En théorie, on peut imaginer plusieurs scénarios de participation privée dans l'amphithéâtre :
1. contribution directe du propriétaire de l'équipe;
2. prix de loyer assez élevé pour rembourser une partie de l'investissement;
3. partage des revenus de concession, de stationnement et de publicité à l'avantage des pouvoirs publics;
4. vente du nom de l'amphithéâtre (le chef de l'ADQ, Gérard Deltell, en a fait la suggestion cette semaine);
5. taxes sur les billets. Ernst & Young parle de 8 % à 10 %, ce qui pourrait rapporter entre 4 millions $ et 4,5 millions $ par an.
En pratique, trouver de l'argent privé risque de ne pas être si facile.
Le propriétaire de l'équipe ne fera pas de cadeau à la ville. Québec s'est tellement peinturée dans le coin avec le retour des Nordiques que c'est l'équipe qui aura le gros bout du bâton dans le rapport de force.

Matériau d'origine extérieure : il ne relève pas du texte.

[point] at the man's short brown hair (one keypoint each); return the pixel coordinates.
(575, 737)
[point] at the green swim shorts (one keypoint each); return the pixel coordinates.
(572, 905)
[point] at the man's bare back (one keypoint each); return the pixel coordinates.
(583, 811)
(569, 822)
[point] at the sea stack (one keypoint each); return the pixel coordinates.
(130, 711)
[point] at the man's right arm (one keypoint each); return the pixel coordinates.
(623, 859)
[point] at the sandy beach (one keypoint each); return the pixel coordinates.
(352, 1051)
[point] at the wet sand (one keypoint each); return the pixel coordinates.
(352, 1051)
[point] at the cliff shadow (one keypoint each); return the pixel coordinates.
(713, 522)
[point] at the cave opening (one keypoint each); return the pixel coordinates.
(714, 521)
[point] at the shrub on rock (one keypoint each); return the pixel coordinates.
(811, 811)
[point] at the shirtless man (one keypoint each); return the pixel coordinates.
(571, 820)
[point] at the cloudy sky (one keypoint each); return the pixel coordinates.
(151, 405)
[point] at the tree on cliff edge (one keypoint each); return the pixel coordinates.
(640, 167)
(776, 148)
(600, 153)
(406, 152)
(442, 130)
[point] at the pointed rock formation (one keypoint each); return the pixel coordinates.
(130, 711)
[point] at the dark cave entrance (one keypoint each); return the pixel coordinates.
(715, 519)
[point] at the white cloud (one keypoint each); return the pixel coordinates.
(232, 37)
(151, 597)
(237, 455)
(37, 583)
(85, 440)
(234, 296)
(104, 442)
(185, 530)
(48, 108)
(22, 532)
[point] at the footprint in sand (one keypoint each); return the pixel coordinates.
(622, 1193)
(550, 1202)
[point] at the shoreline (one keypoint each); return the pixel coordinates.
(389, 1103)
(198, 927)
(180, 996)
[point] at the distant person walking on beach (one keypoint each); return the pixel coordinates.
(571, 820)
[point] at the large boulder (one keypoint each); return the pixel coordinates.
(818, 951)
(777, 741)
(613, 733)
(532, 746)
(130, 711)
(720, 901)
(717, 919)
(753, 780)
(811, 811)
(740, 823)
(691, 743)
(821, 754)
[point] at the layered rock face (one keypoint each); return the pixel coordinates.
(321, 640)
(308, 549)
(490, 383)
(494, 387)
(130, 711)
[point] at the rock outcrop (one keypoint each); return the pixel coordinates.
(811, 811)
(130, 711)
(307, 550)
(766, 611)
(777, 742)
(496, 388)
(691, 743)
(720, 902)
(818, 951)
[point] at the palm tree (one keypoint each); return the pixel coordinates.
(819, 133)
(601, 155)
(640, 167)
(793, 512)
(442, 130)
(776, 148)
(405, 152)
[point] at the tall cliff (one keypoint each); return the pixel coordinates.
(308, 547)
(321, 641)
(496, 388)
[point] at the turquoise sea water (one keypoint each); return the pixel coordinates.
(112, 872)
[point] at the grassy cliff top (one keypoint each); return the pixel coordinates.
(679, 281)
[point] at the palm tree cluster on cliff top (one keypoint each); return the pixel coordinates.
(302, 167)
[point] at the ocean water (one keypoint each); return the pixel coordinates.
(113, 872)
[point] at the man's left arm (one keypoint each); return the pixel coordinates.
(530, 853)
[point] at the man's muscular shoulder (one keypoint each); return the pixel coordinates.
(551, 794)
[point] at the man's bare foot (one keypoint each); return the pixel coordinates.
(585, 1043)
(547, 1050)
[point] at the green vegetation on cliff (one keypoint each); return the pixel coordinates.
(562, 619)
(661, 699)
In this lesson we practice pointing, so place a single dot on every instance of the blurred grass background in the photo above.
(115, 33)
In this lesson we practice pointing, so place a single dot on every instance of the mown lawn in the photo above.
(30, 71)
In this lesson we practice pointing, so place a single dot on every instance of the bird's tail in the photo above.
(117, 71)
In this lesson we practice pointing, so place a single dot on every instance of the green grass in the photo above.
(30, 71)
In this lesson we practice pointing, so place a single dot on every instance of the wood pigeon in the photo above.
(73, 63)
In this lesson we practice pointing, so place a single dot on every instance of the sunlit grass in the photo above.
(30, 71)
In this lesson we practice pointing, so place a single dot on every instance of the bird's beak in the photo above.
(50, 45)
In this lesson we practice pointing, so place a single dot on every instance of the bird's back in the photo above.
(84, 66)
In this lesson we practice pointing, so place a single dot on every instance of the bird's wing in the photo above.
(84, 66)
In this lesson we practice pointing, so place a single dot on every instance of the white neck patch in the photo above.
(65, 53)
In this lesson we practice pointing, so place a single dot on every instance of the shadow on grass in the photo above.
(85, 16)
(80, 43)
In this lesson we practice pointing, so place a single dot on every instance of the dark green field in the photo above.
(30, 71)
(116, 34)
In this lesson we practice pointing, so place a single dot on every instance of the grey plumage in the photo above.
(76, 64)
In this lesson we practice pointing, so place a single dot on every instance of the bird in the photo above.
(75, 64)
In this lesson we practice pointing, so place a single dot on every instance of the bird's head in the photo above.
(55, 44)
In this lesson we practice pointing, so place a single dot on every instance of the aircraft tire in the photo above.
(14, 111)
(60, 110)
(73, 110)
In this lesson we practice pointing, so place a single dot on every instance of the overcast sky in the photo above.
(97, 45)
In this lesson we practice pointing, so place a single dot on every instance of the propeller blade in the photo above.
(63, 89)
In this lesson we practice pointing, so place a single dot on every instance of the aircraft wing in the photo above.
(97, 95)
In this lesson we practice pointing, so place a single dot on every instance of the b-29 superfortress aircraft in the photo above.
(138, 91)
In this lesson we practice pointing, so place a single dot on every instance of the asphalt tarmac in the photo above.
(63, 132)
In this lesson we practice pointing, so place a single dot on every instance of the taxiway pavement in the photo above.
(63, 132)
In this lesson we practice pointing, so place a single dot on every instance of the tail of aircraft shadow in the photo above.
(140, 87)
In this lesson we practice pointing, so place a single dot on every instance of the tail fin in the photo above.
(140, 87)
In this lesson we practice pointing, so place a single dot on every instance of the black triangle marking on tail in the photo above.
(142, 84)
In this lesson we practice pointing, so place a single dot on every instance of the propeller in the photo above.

Il faut aussi comprendre que les revenus qu'on voudrait utiliser pour rembourser l'amphithéâtre (vente du nom, concessions, publicité, etc.) ne seront plus disponibles pour boucler les opérations courantes.
On ne sera pas plus avancé si l'injection d'argent privé dans l'amphithéâtre provoque des déficits d'exploitation qu'il faudra payer avec de l'argent public.
La dernière question est délicate, mais doit aussi être posée.
Se pourrait-il que des opposants au projet s'inquiètent surtout que l'amphithéâtre puisse servir les intérêts de Quebecor? Un réflexe de PKP bashing. Je n'ai pas la réponse.